Tornando in Italia, dopo l’incontro/contraddittorio che si è svolto tra Garante e il colosso statunitense disponibile a collaborare prontamente «al fine di rispettare la disciplina privacy europea e giungere a una soluzione condivisa in grado di risolvere i profili critici sollevati in merito al trattamento dei dati dei cittadini italiani», l’11 aprile scorso, è stato adottato un secondo provvedimento (doc. web n. 9874702), interessante sotto molti aspetti. Soffermiamoci su alcuni. In particolare, sulla «adozione di misure idonee a garantire una adeguata informativa sui dati trattati da Open AI e sulle modalità con le quali essi sono raccolti». È significativo come la richiesta di produrre un’informativa ampia e generale sia valevole anche per quei dati non necessariamente trattati. In pratica, il Garante si spinge verso un concetto di «informazione» sì conforme al Gdpr, ma che lì non si ferma nel senso che richiede a OpenAI di «informare» tutti, proprio tutti… quelli che sono connessi nella società digitale al fine di sensibilizzarli nel conoscere le caratteristiche di questi servizi e delle nuove tecnologie adoperate.

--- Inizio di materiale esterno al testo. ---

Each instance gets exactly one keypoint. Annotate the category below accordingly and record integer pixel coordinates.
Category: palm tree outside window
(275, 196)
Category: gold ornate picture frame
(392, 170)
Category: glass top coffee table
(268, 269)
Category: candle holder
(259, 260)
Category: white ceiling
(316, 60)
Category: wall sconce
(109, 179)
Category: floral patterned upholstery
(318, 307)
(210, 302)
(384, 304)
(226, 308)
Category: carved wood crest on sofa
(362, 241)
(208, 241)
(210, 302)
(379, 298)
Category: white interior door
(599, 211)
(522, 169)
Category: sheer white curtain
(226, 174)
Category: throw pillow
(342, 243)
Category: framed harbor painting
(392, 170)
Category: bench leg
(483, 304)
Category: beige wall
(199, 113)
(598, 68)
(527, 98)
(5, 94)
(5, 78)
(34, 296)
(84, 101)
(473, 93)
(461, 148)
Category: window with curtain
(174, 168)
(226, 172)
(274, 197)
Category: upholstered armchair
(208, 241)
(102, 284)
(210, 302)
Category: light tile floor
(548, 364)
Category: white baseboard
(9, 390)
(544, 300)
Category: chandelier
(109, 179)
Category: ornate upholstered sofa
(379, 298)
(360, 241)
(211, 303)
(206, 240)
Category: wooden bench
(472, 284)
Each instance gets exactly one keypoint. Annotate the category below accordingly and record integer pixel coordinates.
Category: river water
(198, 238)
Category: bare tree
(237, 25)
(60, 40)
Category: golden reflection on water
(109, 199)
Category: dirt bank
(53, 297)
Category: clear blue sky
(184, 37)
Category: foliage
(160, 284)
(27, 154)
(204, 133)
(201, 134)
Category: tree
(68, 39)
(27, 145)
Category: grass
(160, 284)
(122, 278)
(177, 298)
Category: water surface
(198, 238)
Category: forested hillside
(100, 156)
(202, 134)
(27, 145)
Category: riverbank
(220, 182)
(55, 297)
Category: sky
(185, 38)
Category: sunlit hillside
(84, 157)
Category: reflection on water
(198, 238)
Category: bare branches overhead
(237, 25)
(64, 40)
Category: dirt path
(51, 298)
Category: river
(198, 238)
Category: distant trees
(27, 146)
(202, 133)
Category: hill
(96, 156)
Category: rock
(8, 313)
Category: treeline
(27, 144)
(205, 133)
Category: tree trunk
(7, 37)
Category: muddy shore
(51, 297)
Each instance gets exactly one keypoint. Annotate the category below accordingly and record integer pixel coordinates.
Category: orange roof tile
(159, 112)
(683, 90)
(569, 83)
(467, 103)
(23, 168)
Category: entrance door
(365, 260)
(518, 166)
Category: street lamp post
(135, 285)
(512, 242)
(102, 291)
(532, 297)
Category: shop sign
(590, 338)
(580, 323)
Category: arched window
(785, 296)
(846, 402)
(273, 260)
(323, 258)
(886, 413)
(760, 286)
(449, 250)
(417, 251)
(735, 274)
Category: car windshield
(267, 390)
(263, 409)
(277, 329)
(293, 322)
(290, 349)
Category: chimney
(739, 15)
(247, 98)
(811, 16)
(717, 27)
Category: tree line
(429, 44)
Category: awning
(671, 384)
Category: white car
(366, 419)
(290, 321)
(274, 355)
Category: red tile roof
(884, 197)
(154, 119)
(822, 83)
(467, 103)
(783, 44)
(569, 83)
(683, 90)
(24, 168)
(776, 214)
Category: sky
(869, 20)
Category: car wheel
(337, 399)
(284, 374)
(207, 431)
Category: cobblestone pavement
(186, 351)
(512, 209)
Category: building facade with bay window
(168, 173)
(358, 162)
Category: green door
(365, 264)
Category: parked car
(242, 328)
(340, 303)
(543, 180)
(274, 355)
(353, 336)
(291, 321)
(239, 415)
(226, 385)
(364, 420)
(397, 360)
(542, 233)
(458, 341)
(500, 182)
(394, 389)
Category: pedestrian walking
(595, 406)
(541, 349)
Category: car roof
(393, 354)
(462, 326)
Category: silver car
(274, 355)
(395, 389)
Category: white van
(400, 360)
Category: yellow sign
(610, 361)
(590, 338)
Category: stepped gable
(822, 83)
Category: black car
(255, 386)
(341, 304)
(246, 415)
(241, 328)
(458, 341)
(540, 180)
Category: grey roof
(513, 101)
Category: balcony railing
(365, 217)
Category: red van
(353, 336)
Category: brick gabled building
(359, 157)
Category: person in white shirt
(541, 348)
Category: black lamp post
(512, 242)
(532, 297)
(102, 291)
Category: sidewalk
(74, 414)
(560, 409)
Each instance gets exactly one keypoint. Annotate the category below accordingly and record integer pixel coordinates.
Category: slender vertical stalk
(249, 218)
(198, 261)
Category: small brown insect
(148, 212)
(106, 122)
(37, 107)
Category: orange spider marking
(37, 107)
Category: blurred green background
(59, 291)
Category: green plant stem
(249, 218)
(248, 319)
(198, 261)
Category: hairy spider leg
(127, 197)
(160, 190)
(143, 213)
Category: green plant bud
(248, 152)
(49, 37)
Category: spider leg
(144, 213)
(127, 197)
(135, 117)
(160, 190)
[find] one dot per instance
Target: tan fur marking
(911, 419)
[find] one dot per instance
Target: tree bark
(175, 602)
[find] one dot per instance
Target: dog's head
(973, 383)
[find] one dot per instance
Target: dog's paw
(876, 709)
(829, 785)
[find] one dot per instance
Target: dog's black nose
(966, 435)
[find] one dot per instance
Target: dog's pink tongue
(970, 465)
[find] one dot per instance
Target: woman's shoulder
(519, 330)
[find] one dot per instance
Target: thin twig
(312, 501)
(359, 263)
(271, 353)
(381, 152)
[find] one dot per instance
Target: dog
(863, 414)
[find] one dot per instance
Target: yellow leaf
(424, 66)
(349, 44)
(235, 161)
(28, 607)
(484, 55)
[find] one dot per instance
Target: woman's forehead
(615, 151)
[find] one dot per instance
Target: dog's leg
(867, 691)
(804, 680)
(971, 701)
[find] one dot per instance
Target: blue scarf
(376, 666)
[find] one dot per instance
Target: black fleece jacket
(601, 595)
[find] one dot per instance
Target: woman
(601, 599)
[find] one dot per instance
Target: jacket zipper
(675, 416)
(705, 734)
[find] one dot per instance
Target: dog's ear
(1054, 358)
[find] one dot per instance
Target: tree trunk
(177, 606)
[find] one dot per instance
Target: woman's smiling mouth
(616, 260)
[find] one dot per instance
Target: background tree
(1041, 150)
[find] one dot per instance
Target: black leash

Non a caso, tra le prescrizioni vi è anche quella di «promuovere entro il 15 maggio 2023, una campagna di informazione, di natura non promozionale, su tutti i principali mezzi di comunicazione di massa italiani (radio, televisione, giornali e Internet) i cui contenuti andranno concordati con il Garante, allo scopo di informare le persone dell’avvenuta possibile raccolta dei loro dati personali ai fini dell’addestramento degli algoritmi, dell’avvenuta pubblicazione sul sito Internet della Società di una apposita informativa di dettaglio e della messa a disposizione, sempre sul sito internet della Società, di uno strumento attraverso il quale gli interessati possono chiedere e ottenere la cancellazione dei loro dati personali».

Se dunque queste saranno le orme seguite anche dallo Edpb – come la direzione intrapresa parrebbe – potremo concludere che il nostro Garante ha fatto non solo da apripista ma anche da capofila facendo vieppiù scuola anche nel chiedere e pretendere, nel pieno rispetto del Gdpr, che tutti siano correttamente informati sull’evoluzione della tecnologia dell’AI e dei suoi effetti. Insomma, roba da visionari.